Erlang is very good for massively parallel applications. It has a proven trackrecord in telecommunications systems and is also used by large service providers such as Amazon, Yahoo, Facebook, Motorola, Ericsson etc:
What kind of requests should those threads respond to? Without any details, one may answer: just use any Turing complete language with socket communication library. Guile Scheme, for instance. It is beautiful language.
Timing is language-independent. Some languages may provide "faster" responses than others, and if you're looking for "the fastest one", that will be (at least) somewhat) dependent upon your application code (the algorithms that you use in the threads - Bubble sort versus Quicksort, for example) and the hardware environment (cache sharing dependencies of your algorithm, number of hardware cores,etc.)
In order to find the fastest, you'll likely have to benchmark your actual code in several languages (don't know if that's your goal or not?).
Also, it is not clear from your description whether you want to time each thread individually (so 400 results), or just as an aggregate (how long from the start of the first thread to the completion of the 400th thread).
Whatever language, you'll have to do something like the following:
For "aggregate" time (start of 1st thread to completion of 400th):
1. Create all 400 threads BUT DON'T YET START them (unless you want to include thread creation overhead in the results)
2. get current time (finest resolution available - nanoseconds would be best, unless your threads will run for several seconds each)
3. start all 400 threads
4. wait for all 400 threads to complete
5 Get current time and subtract start time = time
For individual times: (each thread has its own time):
1. Create a timing array of 400 elements, each element will contain a place for both a start and a stop time.
2. Create all 400 threads BUT DON'T start yet (unless creation overhead needs to be included)-
3. Loop through all 400 threads and for each one get current time (fine resolution, as above), save that in the "start" field of the timing array element for that thread, and start the thread
4. as each thread completes, get current time and store in corresponding "stop" time in the array element for that thread
After all 400 threads complete, your 400 element array will be populated with the start and stop time for each thread - you can loop through the array and subtract staqrt time from stop time for each thread, and perform whatever statistical analysis desired on the times (average, std dev, media, whatever)
Note that the "main" thread (the one that creates, starts, and waits cor completion of the threads) will be a 401st thread...
Note that you could also pass each thread a pointer to it's timing array element and let each thread store its own start time and stop time - advantage is that the thread scheduling/tear down overhead will be eliminated from your numbers (will be more representative of actual thread run time), BUT may cause more cache contention in a multi-cpu environment which could affect your results if thread duration is short, AND if your goal is to find the fastest, thread scheduling overhead may be a consideration (and therefore you may want to capture that)

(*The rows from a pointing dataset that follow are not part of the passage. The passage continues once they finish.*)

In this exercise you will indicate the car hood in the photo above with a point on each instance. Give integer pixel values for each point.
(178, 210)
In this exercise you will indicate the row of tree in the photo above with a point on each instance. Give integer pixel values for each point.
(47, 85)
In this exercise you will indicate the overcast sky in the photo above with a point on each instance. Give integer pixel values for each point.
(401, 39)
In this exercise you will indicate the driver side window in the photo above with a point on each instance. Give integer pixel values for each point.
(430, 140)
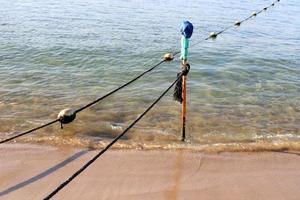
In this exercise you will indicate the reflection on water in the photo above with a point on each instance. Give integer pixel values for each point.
(243, 88)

I have 2 groups of services(flight and hotel reservation) to intergrate, each group consist of 4 web services having similar functionality.
I need to record response time of 400 threads during parallel execution in a distributed environment, I want to send 400 request in same time and record them individually for each state and each state has its own pattern( if t5 sec delay (Symbol B), not replied so long is C)
From the above, it appears that you want responsiveness (fast transaction completion times)?
Keep in mind that there is a performance penalty in task switching between threads ("Context switching") and cache management performance issues if the same chunk of data (cache line) is required by different physical cores within short periods of time,
In addition, increased memory load (stack space is required for each thread - 400 threads times 1M stack for each = 400M just for the stacks, although you can change the per-thread stack size).
If you run 400 threads on - say - 32 cores, you will have a lot of context switching overhead. (in this case, you will have 13 threads per core - each contending for access to the CPU).